51 – El reino mesiánico

El reino mesiánicoLos orígenes del reino (I) – Desde la fundación del mundo (1)

Entonces el Rey dirá a los de su derecha: Venid, benditos de mi Padre, heredad el reino preparado para vosotros desde la fundación del mundo (Mateo 25:34)

         El reino venidero ya estaba preparado y prometido desde la fundación del mundo. Preparado para los benditos del Padre, los pobres en espíritu, porque de ellos es el reino de los cielos (Mt.5:3). Y prometido a los pobres de este mundo, para que sean ricos en fe y herederos del reino que ha prometido a los que le aman (Stg.2:5).

Un reino preparado y prometido desde la fundación del mundo, que luego se truncaría por la entrada del pecado en el mundo, para recuperarlo en el final de los tiempos, después de todo un proceso de redención y regeneración mediante el Cordero de Dios que también ha sido inmolado desde el principio del mundo (Apc.13:8).

Todo está preparado desde la fundación del mundo, cuando el Todopoderoso descansó de sus obras, porque está escrito: las obras suyas estaban acabadas desde la fundación del mundo. Porque en cierto lugar dijo así del séptimo día: Y reposó Dios de todas sus obras en el séptimo día (Heb.4:3,4). En este último texto se habla de que queda un reposo futuro para el pueblo de Dios, porque el que ha entrado en su reposo, también ha reposado de sus obras, como Dios de las suyas (Heb.4:9,10).

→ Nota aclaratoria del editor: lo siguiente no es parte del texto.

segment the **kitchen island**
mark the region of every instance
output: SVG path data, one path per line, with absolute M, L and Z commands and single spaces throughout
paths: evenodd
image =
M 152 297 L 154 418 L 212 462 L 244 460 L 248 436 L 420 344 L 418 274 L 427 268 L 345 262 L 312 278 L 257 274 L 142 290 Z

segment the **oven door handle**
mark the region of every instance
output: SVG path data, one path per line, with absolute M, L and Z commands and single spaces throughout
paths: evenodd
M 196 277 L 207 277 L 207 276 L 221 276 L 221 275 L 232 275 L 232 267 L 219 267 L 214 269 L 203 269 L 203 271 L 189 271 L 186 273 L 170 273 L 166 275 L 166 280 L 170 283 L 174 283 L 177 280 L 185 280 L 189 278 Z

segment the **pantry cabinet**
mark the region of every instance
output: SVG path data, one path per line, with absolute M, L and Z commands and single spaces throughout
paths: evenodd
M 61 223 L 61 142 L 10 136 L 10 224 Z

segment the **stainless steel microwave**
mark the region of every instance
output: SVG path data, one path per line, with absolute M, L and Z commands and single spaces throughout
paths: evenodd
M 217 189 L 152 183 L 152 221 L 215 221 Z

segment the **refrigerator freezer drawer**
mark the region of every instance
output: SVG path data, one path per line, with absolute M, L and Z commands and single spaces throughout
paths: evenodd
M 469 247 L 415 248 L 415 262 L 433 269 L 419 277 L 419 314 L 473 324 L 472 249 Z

Ese reposo futuro no es otro que la herencia del reino, un reino de paz y gozo con el Rey entronizado en la ciudad de Jerusalén.

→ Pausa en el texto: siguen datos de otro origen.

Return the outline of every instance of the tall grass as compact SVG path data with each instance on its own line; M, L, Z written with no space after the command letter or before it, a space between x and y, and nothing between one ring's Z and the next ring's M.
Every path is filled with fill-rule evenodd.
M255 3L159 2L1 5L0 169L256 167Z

Hemos visto en capítulos anteriores que al advenimiento del reino le preceden tiempos de tribulación, angustia y dolores de parto como señal de que el día del reposo se acerca, el séptimo día, el gobierno de Dios sobre las naciones para establecer un reino de justicia que traerá descanso a quienes forman parte del reino y muchas naciones se verán favorecidas por tiempos de refrigerio, como está escrito: así que, arrepentíos y convertíos, para que sean borrados vuestros pecados; para que vengan de la presencia del Señor tiempos de refrigerio, y él envíe a Jesucristo, que os fue antes anunciado (Hch.3:19,20).

El contexto del pasaje que estamos meditando muestra que la heredad del reino ha sido preparada para los hijos del reino desde la fundación del mundo, como consecuencia de la llegada del Hijo del Hombre viniendo en su gloria, y todos los santos ángeles con él, para sentarse en su trono de gloria en la ciudad de Jerusalén, donde serán reunidas delante de él todas las naciones para ser juzgadas por el trato dado a Israel (Mt.25:31,32,40). Y los suyos, los santos, ―hijos del reino― juzgarán al mundo y los ángeles (1 Co.6:2,3).

         Hay un reino preparado y prometido desde la fundación del mundo que heredarán los hijos del reino juzgando con Jesús a las naciones.